Tide Turning on Chinese Dog Meat Festival Which Sees 10,000 Dogs Slaughtered

Up to 10,000 dogs are expected to have been slaughtered over Sunday and Monday for the festival Humane Society International

A total of 10,000 dogs will have been killed, cooked and eaten in the last two days as part of the annual Yulin Dog Meat Festival in China, which marks the summer solstice, despite a global outcry from animal rights groups, campaigners and celebrities to stop the festival.

Wendy Higgins, the EU communications director of Humane Society International, who attended this year's festival as an observer, says that each year, around 10,000 dogs in the south of China are taken from their homes or the streets and transported for days in order to be sold on the black market at the festival.

But Higgins says she believes it is finally the "beginning of the end for the dog meat festival in China", thanks to celebrity-backed campaigns to stop the festival and a wave of change amongst China's new young dog-owning generation.

According to Higgins, owners keep the dogs in crowded metal cages and beat them to death with a blunt object, believing that the more fear and pain a dog endures before its death, the tastier the meat is to consume. Some are even boiled when still alive.

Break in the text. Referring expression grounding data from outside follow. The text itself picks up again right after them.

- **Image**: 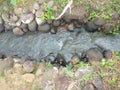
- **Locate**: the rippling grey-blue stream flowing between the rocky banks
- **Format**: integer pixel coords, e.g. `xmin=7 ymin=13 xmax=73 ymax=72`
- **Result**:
xmin=0 ymin=28 xmax=120 ymax=61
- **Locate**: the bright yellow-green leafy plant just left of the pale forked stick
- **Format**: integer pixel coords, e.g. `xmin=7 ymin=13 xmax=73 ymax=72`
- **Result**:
xmin=41 ymin=3 xmax=54 ymax=20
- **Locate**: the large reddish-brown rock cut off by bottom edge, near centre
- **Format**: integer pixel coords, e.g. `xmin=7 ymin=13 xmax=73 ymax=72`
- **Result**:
xmin=55 ymin=75 xmax=70 ymax=90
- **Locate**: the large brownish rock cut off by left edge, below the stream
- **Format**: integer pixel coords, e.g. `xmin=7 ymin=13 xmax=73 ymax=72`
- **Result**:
xmin=0 ymin=57 xmax=14 ymax=71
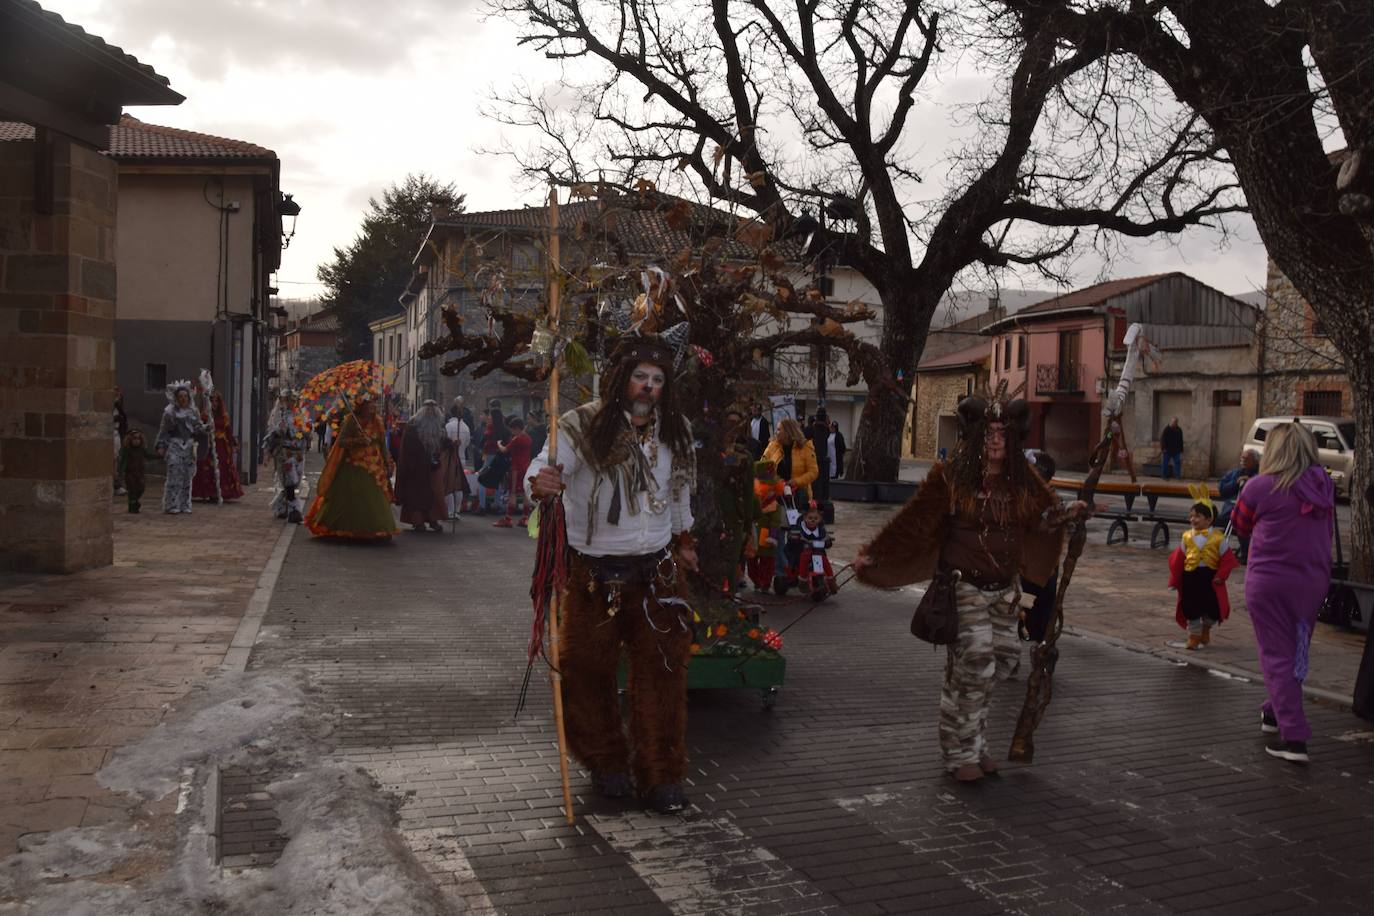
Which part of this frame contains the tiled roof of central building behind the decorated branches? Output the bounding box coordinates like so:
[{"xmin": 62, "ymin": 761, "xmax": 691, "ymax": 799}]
[{"xmin": 434, "ymin": 195, "xmax": 800, "ymax": 261}]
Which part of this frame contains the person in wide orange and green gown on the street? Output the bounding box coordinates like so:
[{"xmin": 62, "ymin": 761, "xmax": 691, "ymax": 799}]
[{"xmin": 305, "ymin": 397, "xmax": 397, "ymax": 541}]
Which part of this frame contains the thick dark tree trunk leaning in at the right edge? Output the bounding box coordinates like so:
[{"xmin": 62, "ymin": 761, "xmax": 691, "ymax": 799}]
[{"xmin": 1007, "ymin": 0, "xmax": 1374, "ymax": 581}]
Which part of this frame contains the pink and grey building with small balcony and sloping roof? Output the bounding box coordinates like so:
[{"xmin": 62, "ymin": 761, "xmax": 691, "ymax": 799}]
[{"xmin": 982, "ymin": 273, "xmax": 1256, "ymax": 477}]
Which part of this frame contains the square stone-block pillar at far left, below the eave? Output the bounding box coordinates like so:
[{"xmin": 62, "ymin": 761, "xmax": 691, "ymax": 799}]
[{"xmin": 0, "ymin": 136, "xmax": 118, "ymax": 573}]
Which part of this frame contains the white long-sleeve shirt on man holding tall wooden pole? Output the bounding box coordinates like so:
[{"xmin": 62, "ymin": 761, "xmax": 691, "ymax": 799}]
[{"xmin": 525, "ymin": 411, "xmax": 692, "ymax": 556}]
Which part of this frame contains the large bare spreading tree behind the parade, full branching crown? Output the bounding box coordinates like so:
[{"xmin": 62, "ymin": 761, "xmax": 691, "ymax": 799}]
[{"xmin": 489, "ymin": 0, "xmax": 1243, "ymax": 479}]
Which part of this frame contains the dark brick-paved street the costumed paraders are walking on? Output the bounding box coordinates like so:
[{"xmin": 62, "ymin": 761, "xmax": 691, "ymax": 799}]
[{"xmin": 250, "ymin": 518, "xmax": 1374, "ymax": 915}]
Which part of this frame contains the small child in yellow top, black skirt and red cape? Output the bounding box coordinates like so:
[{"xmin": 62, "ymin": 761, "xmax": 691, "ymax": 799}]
[{"xmin": 1169, "ymin": 485, "xmax": 1239, "ymax": 651}]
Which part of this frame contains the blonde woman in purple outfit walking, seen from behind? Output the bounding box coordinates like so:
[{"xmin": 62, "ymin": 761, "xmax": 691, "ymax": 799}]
[{"xmin": 1231, "ymin": 423, "xmax": 1336, "ymax": 764}]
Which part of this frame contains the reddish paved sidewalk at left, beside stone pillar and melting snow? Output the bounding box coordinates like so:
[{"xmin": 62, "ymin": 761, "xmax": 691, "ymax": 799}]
[{"xmin": 0, "ymin": 475, "xmax": 295, "ymax": 857}]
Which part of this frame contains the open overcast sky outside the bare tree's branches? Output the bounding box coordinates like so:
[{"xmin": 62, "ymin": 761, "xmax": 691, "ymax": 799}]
[{"xmin": 48, "ymin": 0, "xmax": 1265, "ymax": 298}]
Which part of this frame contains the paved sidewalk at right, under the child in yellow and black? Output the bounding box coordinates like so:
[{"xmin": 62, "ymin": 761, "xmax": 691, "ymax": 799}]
[{"xmin": 831, "ymin": 503, "xmax": 1364, "ymax": 703}]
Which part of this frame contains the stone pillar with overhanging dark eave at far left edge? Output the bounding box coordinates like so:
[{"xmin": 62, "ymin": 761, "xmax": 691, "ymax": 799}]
[{"xmin": 0, "ymin": 0, "xmax": 183, "ymax": 573}]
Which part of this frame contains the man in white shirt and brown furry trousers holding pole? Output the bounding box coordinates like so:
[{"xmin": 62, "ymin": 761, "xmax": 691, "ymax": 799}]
[{"xmin": 526, "ymin": 336, "xmax": 697, "ymax": 814}]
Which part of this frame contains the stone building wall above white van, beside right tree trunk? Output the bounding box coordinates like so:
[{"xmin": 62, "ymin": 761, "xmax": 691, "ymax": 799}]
[{"xmin": 1259, "ymin": 261, "xmax": 1355, "ymax": 416}]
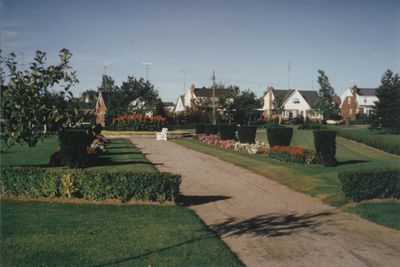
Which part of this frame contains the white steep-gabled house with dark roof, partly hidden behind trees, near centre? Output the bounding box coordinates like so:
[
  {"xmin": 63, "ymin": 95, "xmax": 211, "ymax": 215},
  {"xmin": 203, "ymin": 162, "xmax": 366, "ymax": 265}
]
[{"xmin": 174, "ymin": 85, "xmax": 231, "ymax": 113}]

Supporters of the tradition of eating dog meat during the Yulin festival in Guangxi province argue that the ritual dates back to over four hundred years in China, South Korea and in various other Asian countries.

But animal rights activist claim that whilst dog meat has been a delicacy in rural parts of the country for some time, the mass transportation and culling of the dogs before for the Yulin festival only dates back as far as 2010 and was invented as a way for dog meat traders to boost profit from increased tourism in the area.

Live dog markets Humane Society International

In the lead up to the festival this year, celebrities both inside and outside of China began stepping up a campaign to push for a ban on the tradition.

High-profile figures included British comedian Ricky Gervais and Chinese actors Sun Li and Yang Mi who campaigned on Chinese microblogging site Weibo by posting pictures of their dogs and anti-Yulin festival posters and messages.

Videos containing the voices of high profile Chinese actors, such as Fan Bingbing, calling for the end to the festival have also been circulating online.

A Change.org petition, which began in Canada, has also been gathering momentum online, with almost four million people having signed their names to protest against the festival.

Higgins says that there is now a push for change, coming specifically from younger generations in the country.

Older generations, who mostly eat the dog meat, had never "experienced loving relationships with cats or dogs as they weren't allowed to keep them as pets whilst living under the previous communist regime in the country," Higgins said.

"Now, the younger upwardly mobile pet owning generation do not want to see the animals killed and are speaking out about it."

Higgins said the ritual has come up against so much opposition that the killing is now done in private, saying she only witnessed the slaughtering of dogs in darkness, between the hours of 3-6am.

Each year it is estimated that 10 million dogs are slaughtered in China alone, some of the other countries involved in the dog meat industry are Indonesia, Korea, Philippines and Vietnam.

Higgins thinks the international campaign has now become too big to ignore: "The protests have reached a critical mass and China really wants to solve the problem itself. This is certainly the beginning of the end for the festival in Yulin."